Sewage disposal was individual cesspools for each house that had indoor plumbing. Some did not. These would get full. Standard practice was to put about a quarter stick of dynamite in it to loosen things up. My father had "powder monkey" papers so this duty fell to him part of the time. I got to watch. I was always disappointed as nothing really happened. Just a muffled sound and ground didn't even shake any. 

The town water supply was a wooden water tank on the hill behind the smoke. Water was taken from the Yampa river, filtered, chlorinated, and pumped up to the water tank by a steam pump. The chlorine was added by a small variable stroke piston pump that was driven by the water pump. The stroke was adjusted to keep the level of chlorine at the desired level. The chlorine came in solution and could be obtained in various strengths. Once a solution of several times the strength normally used was added to the system. The drinking water was kind of potent for a while.

I may have fibbed about building ownership in my previous post. We had a small passenger depot which would have been owned by the railroad. Only a small portion of the population had an automobile, so once a month or so they would take the train to go shopping at a nearby larger town to get supplies not carried by the company store. We had a car so we were not affected by this.


----------



## rake60 (Apr 1, 2008)

That's some great stuff Gail!
This kind of ammunition could get anyone interested in steam modeling!

Eric you actually did pass by the old Kramer mine site, but it is
back a dirt road off Rt 119 and isn't easily visible.

The site that you did see is yet another scrap yard about 5 miles 
north of the Kramer grounds. That yard is on the site of the old
Cascade Coal and Coke Company near Sykesville PA.
Does this look familiar?




In 1911 there was an explosion in that mine that killed 21 people.
This picture that includes two of the buildings that you saw still standing
is of the damage after that explosion.





The Kramer mine experienced a similar explosion in 1936 that killed 9 miners.
My Grandfather was 26 year old that year and was working that mine. 
It just wasn't his time to go yet. These mines have claimed members of
family. The closest relative was my Great Uncle who fell down a vertical mine 
shaft that was under construction. He was on a scaffold loaded with red brick 
reinforcing a wall when the cables failed. He fell 300 feet with the bricks and 
landed on his feet in 3 feet of water. He was dead on impact. 
My Grandfather was the Superintendent on that job when that happened.
How do you go home and say "My brother died working under me today." ?
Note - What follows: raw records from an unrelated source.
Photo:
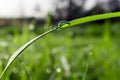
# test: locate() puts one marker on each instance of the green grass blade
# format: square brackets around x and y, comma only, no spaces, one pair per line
[92,18]
[21,49]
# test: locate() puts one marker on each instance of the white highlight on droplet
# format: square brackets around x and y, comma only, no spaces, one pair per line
[58,70]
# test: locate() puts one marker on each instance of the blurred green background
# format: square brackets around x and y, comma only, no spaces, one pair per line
[85,52]
[88,51]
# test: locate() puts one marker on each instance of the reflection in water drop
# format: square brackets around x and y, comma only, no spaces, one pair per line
[58,70]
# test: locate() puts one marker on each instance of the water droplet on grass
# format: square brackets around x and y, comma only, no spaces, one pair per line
[63,24]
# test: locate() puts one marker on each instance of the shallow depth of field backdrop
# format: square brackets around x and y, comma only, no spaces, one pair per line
[88,51]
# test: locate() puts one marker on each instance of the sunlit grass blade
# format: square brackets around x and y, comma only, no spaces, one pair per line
[92,18]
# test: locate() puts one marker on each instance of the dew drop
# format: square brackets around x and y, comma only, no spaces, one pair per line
[63,23]
[58,70]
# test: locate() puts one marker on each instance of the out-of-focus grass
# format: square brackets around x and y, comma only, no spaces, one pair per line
[64,54]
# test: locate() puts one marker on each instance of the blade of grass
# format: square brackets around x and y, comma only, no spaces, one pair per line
[66,24]
[92,18]
[21,49]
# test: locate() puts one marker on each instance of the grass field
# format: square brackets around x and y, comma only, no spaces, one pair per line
[86,52]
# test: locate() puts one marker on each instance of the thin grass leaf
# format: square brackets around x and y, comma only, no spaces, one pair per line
[92,18]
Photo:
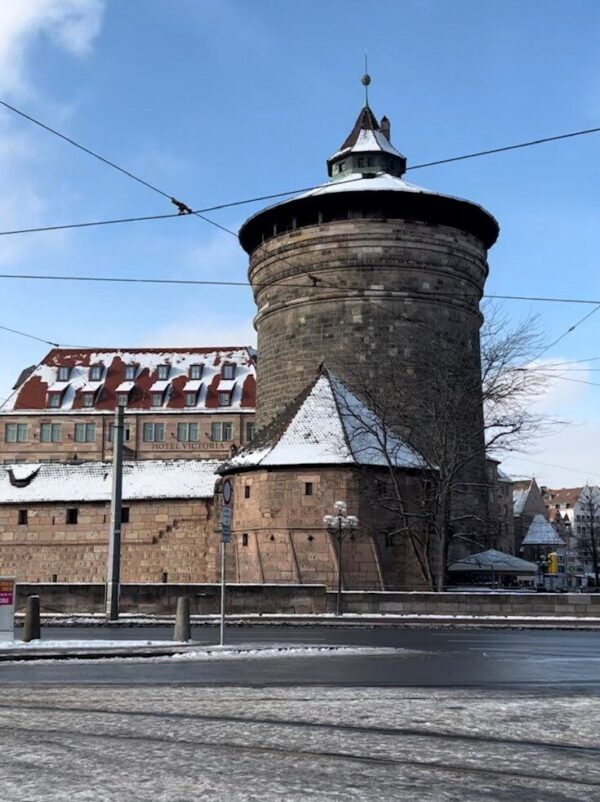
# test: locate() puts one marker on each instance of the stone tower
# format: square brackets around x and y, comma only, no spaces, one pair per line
[359,267]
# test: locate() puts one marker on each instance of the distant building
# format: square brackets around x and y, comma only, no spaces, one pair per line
[179,402]
[527,503]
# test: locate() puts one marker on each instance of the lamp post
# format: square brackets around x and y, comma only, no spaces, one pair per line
[568,554]
[339,525]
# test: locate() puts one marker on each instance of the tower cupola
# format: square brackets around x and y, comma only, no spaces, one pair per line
[367,150]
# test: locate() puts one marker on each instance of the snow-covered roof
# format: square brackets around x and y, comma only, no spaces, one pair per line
[31,395]
[327,425]
[542,533]
[92,481]
[499,561]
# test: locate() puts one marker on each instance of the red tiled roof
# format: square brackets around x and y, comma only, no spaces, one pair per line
[33,393]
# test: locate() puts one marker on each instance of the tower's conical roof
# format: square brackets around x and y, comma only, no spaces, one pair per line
[366,150]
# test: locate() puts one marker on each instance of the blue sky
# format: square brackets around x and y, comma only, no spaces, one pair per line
[222,100]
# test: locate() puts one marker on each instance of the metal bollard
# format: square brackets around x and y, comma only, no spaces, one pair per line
[183,630]
[31,627]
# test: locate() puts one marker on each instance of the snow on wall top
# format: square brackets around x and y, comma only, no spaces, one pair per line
[32,394]
[542,533]
[331,427]
[92,481]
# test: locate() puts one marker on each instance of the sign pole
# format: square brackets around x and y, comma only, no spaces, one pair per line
[113,579]
[222,626]
[225,539]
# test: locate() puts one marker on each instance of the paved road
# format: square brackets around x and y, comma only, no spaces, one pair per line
[441,658]
[458,716]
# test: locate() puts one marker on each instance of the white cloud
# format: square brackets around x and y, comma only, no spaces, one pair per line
[207,332]
[568,455]
[71,24]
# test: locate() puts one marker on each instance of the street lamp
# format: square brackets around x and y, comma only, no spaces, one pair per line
[339,525]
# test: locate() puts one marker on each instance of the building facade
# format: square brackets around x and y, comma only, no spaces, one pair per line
[179,403]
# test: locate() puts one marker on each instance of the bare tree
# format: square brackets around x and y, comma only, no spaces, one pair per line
[588,538]
[450,397]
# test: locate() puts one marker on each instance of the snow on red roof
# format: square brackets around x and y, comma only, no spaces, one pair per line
[32,394]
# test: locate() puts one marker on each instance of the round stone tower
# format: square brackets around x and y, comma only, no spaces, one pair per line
[359,267]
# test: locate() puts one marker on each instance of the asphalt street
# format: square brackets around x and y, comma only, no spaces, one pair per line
[449,716]
[441,658]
People complain about stress these days... ???

Rick


----------



## rake60 (Apr 1, 2008)

rake60  said:
			
		

> That's some great stuff Gail!
> This kind of ammunition could get anyone interested in steam modeling!
> 
> Eric you actually did pass by the old Kramer mine site, but it is
> ...


----------



## Powder keg (Apr 1, 2008)

Rick, 

When my grandpa was a young man, he bought a old mule from a salt mine in Salt lake city, UT. The funny thing was is that the mine shut down at 4 o'clock every day. So at 4 o'clock every day the mule headed for the barn. It wasn't worth anything after 4) Made my grandpa so mad.

Later, Wes


----------



## Bernd (Apr 1, 2008)

Thanks Rick. 

After reading all other messages it makes me wonder how the population increased. Must be we were just luckier in those days.

Bernd


----------



## rake60 (Apr 1, 2008)

Gail your post about growing up in a mine town made me remember 
another little thing.

When they were about to ignite a shot the engineer in the hoist room
would give three equal blasts on the whistle as a warning to anyone in
the area. My Mom said when she was a kid they had a dog that would 
hear those three blasts and climb, dive or dig under whatever was close
at the time! LOL

Rick


----------



## rake60 (Apr 2, 2008)

I talked with a man today who lives in the town where the site of the 
Cascade Coal and Coke mine property is.
He gave me names of the current owners of the property.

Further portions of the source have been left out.